# Ever have friends just stop talking to you for no reason?



## Camo9306 (Jul 24, 2014)

So basically I got this ''friend'' that I've known for 5 years already since I was 15 almost (I'm almost 21 now). We were close friends over the last 5 years and he was my ONLY friend left, and I was one of the few friends that he had left. We were good friends, talked almost every day for the last 5 years, managed to hang out almost 2-3 times a week even though we went to different schools and had work and whatnot. We never fought over anything at all, although we had occasional disagreements and arguments, but no serious fights or anything. The last two years got a little busier for both of us, but we still talked almost everyday via texts like always. Last time we met up was in mid-June of this year and everything was cool, I helped him out with work and after that we said ''peace out'' and went home like usual. After that we didn't speak for almost 2 weeks, I just figured he was busy and didn't have time to talk, but when I eventually called I realized I was blocked (phone rang twice and went to voicemail). I tried messaging on facebook (barely use fb at all) and then once I sent the message I realized a short time later that I got blocked on that also. Wow. I tried calling from my home phone....yep....blocked also. A month passed by already after that happened and I tried calling him just now again from a different number, the guy picks up (it was definitely him, definitely his voice) and I say ''Hey what's up, I just wanted to know what happened and if we're still friends?'' He says ''Who is this, I don't think I know you.'' I say ''Dude, it's me *my name*'' He says again ''Who is this?'' I say again ''It's me bro *my name*, are you trying to be funny or what?''.... This basically went on for about 30 seconds until he finally says ''I think you have the wrong number'' and hangs up. I could tell 100% he wasn't being sincere just by the sound of his voice. Yeah, so I'm kinda baffled as to what this person's problem is. It was definitely him, after knowing the person since April 2009 I'm sure I could recognize his voice any time of the day or night. Never had this happen to me before, and honestly, I'm a bit upset that I've (probably) lost a friend under such weird circumstances. Anyone else ever experience this?....


----------



## masterridley (Jan 20, 2007)

That's ****ed up. I feel for you. Obviously, it's not due to you as you wouldn't have hung out so much if you were weird or anything. And judging from the way you post, you seem like an absolutely normal guy.

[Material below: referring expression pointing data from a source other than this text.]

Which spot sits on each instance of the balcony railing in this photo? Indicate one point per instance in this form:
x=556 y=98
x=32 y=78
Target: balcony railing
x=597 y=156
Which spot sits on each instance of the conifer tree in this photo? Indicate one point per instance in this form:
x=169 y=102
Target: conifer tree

So I surmise it's a problem on his part. Never assume that you're the one to blame if you haven't done anything wrong. I know it sucks but you (obviously) have to move on. If he ever gets his **** together, he'll call you. You're not going to get anything by obsessing about it.

tl;dr; It's his problem and you can't do anything about it.


----------



## danohman (Jun 27, 2013)

I've been the one to break off all contact with friends. Most likely it is his problem. Maybe he was jealous of you or embarrassed about his life and wanted to keep you in the dark or maybe he just didn't really enjoy hanging out with you. There's no point obsessing over it since you'll never know his exact reason for doing what he did. Yeah, it's messed up, but having been in his position, sometimes you just gotta do what's best for you. Don't take it personally.


----------



## sad vlad (Nov 9, 2013)

There is always at least one reason. Just because it was not brought to your attention, it doesn't mean there is none. It could be related to you or not. Even if it is related to you, it doesn't mean it is your fault. Maybe it's about him and his own difficulties. Only that person knows. As long as he has no intention to reveal it, you can't do much about it. 

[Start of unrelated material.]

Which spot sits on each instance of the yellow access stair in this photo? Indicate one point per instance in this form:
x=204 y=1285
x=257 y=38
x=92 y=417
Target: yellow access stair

Have you tried texting him and ask what is the reason? If you really need one.


----------



## Boomaloom (May 28, 2014)

An unbelievably callous way to treat someone.

It sound's like its something with him alright. I have broke off friendships with people myself due to my own hangups, but never had the gall to pretend to not know someone! How do you even do that!


----------



## Camo9306 (Jul 24, 2014)

sad vlad said:


> There is always at least one reason. Just because it was not brought to your attention, it doesn't mean there is none. It could be related to you or not. Even if it is related to you, it doesn't mean it is your fault. Maybe it's about him and his own difficulties. Only that person knows. As long as he has no intention to reveal it, you can't do much about it.
> 
> Have you tried texting him and ask what is the reason? If you really need one.

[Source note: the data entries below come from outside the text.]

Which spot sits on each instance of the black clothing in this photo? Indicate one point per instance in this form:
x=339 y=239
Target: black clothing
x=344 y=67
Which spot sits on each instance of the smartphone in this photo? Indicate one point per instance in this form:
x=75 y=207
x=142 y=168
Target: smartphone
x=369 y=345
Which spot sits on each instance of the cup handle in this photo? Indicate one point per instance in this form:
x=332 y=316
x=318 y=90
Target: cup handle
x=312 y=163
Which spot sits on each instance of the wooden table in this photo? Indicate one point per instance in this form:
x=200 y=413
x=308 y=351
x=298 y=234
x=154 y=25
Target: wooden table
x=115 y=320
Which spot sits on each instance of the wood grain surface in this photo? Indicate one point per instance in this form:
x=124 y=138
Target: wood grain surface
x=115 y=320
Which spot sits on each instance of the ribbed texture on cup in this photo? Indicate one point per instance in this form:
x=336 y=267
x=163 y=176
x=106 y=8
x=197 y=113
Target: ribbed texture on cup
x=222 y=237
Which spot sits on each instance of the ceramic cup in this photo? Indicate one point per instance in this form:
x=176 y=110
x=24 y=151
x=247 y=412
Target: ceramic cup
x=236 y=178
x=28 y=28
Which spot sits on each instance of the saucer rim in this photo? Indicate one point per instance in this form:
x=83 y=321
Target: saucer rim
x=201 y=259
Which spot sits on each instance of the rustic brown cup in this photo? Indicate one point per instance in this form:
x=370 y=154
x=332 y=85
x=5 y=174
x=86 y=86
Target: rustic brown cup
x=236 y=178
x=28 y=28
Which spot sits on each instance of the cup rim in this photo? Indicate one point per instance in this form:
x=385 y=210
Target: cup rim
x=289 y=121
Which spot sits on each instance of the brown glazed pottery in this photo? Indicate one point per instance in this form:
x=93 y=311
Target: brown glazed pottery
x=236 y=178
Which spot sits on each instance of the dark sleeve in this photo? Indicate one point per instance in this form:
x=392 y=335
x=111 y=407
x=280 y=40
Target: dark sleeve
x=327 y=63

Yes, I tried, that's how I realized something was up. We were actually planning to go sign up for fall semester at the local community college, we were going to choose the same classes, I texted a few times asking ''when are we going to go?'', I waited for two weeks, I found it strange that there was no response after quiet a long time, so I decided to call and that's when I realized I was blocked and that most likely my texts were never even received. Who knows when I got blocked? Maybe that very same evening we hung out last time was when it happened, we parted ways and when he got home he blocked me on everything.


----------



## Tymes Rhymes (May 28, 2014)

My first two years of high school I was actually very social but at the cost of my grades. My last two years of high school when I decided to turn it around, my friends all stopped talking to me.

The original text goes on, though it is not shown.